"Industrie verte" : deux ONG environnementales saisissent le Conseil d'État pour annuler les décrets d'application

Notre affaire à tous et Zero Waste France demandent au Conseil d’État l’annulation de trois décrets d’application de la loi Industrie verte parus en juillet dernier. Les deux associations contestent la légalité de ces textes qui opèrent selon elles "un détricotage massif du droit de l’environnement industriel, et plus généralement des principes de la démocratie environnementale".

Notre affaire à tous et Zero Waste France repartent à l'offensive contre trois décrets d'application de la loi Industrie verte, en se tournant cette fois vers le Conseil d'État, comme elles avaient menacé de le faire en septembre dernier (lire notre article), après l'échec d'un premier recours gracieux obligatoire contre ces textes destinés à faciliter l'implantation d'usines et la réindustrialisation du territoire.

"Détricotage massif" du droit de l'environnement industriel

"Pris dans l’entre-deux-tours des élections législatives de juin 2024, ils opèrent un détricotage massif du droit de l’environnement industriel, et plus généralement des principes de la démocratie environnementale, estiment les associations dans un communiqué. S’attaquant notamment au principe fondamental du pollueur-payeur, ces textes augmentent les risques industriels en France. Ils assouplissent aussi les possibilités pour les entreprises responsables d’accidents industriels et de pollutions de s’exonérer de leur responsabilité, et donc les risques de voir les coûts de dépollution à la charge exclusive de l’État et des collectivités. Ou pire encore, que les entreprises abandonnent leurs sites pollués sans prendre en charge la dépollution."

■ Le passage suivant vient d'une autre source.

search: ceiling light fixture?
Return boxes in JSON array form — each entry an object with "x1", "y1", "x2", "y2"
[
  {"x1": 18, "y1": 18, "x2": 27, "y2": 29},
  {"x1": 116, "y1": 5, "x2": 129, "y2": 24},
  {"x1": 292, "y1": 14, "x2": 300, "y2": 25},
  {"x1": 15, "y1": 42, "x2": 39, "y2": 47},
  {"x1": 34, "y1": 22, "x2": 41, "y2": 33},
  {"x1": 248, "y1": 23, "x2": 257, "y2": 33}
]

Risques pour les populations et les écosystèmes

"Le gouvernement souhaite attirer les investisseurs et les nouveaux exploitants par l’allègement de nombreuses mesures et procédures, analyse Jérémie Suissa, délégué général de Notre affaire à tous. Mais cela se fait aujourd’hui au détriment de la protection des populations et des écosystèmes." Le décret 2024-742 du 6 juillet 2024 notamment "allège les procédures" et permet "de nombreuses dérogations en matière de gestion des pollutions industrielles". 

Après l’explosion de l’usine AZF à Toulouse en 2001, les règles applicables aux installations classées pour la protection de l’environnement (ICPE) avait été étendues afin de contraindre les entreprises à prendre en charge les frais de dépollution résultant de catastrophes industrielles. Or, via ces décrets, "le gouvernement a décidé de supprimer les garanties financières pour ces ICPE dangereuses, à l’exception des installations Seveso seuil haut", soulignent les ONG.

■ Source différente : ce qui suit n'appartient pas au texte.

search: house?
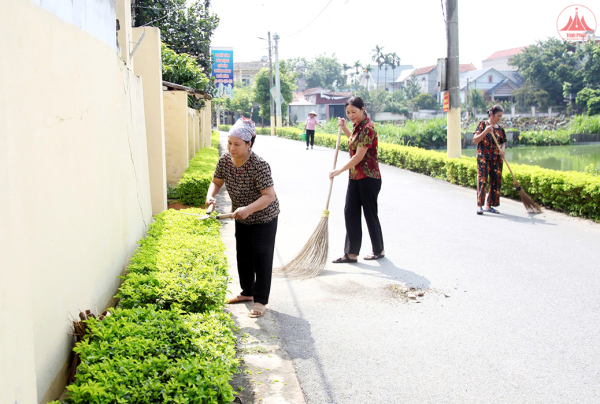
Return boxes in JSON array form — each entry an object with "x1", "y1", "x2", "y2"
[
  {"x1": 482, "y1": 47, "x2": 526, "y2": 71},
  {"x1": 460, "y1": 67, "x2": 524, "y2": 103},
  {"x1": 233, "y1": 60, "x2": 269, "y2": 85},
  {"x1": 289, "y1": 87, "x2": 352, "y2": 124},
  {"x1": 400, "y1": 63, "x2": 477, "y2": 95},
  {"x1": 362, "y1": 64, "x2": 414, "y2": 92}
]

Qui assumera la dépollution ?

"En supprimant ces garanties, le gouvernement accroît le risque qu’en cas de pollution ou de catastrophe industrielle, les frais pour couvrir la dépollution incombent exclusivement à l’État, ou pire, que celle-ci ne soit pas réalisée faute de moyens", alerte Adeline Paradeise, juriste de Notre affaire à tous." "Concrètement l’entreprise responsable n’aurait qu’à se déclarer en faillite pour ne pas avoir à payer les frais de dépollution, qui se chiffrent rapidement en millions d’euros. Frais qui retomberaient alors à la charge de l’État et des collectivités, donc des citoyens", préviennent les ONG. Elles rappellent le précédent MetalEurope Nord, dans le Pas-de-Calais, qui lors de sa fermeture en 2003 a refusé de payer les frais de dépollution au plomb autour du site, laissant l'ardoise à l'État et aux collectivités. 

"Qui devra alors payer pour un nouvel incendie 'Bolloré Logistics', qui en 2023 dans la banlieue de Rouen, a vu brûler 900 tonnes de batteries au lithium, stockées à l’insu de toutes prérogatives, faute de réglementations actuelles, entraînant la contamination des eaux souterraines ? Qui devra payer pour un nouvel incendie de l’usine Snam à Viviez dans l’Aveyron ? Enfin, qui devra payer pour un nouveau Lubrizol ?" interrogent les associations, rappelant que l'incendie de cette usine de Rouen en 2019 a brûlé 10.000 tonnes de produits chimiques et provoqué la présence d’une trentaine de "molécules marqueurs de l’incendie" dans l’air, l’eau et les sols, ainsi que la concentration de PFAS (polluants éternels) la plus importante de France.

Pollutions chroniques : les grandes oubliées

"La reconnaissance des pollutions chroniques est le parent pauvre du code de l'environnement, alors que ces pollutions impactent insidieusement notre santé, au quotidien", pointe Stephanie Escoffier, habitante de Oullins-Pierre-Bénite, dans la Vallée de la Chimie (Rhône) et militante du collectif "PFAS contre terre". "L'allègement du code de l'environnement rendra ces questions encore moins prioritaires alors que nous connaîtrons les conséquences de ces pollutions à long terme", craint-elle.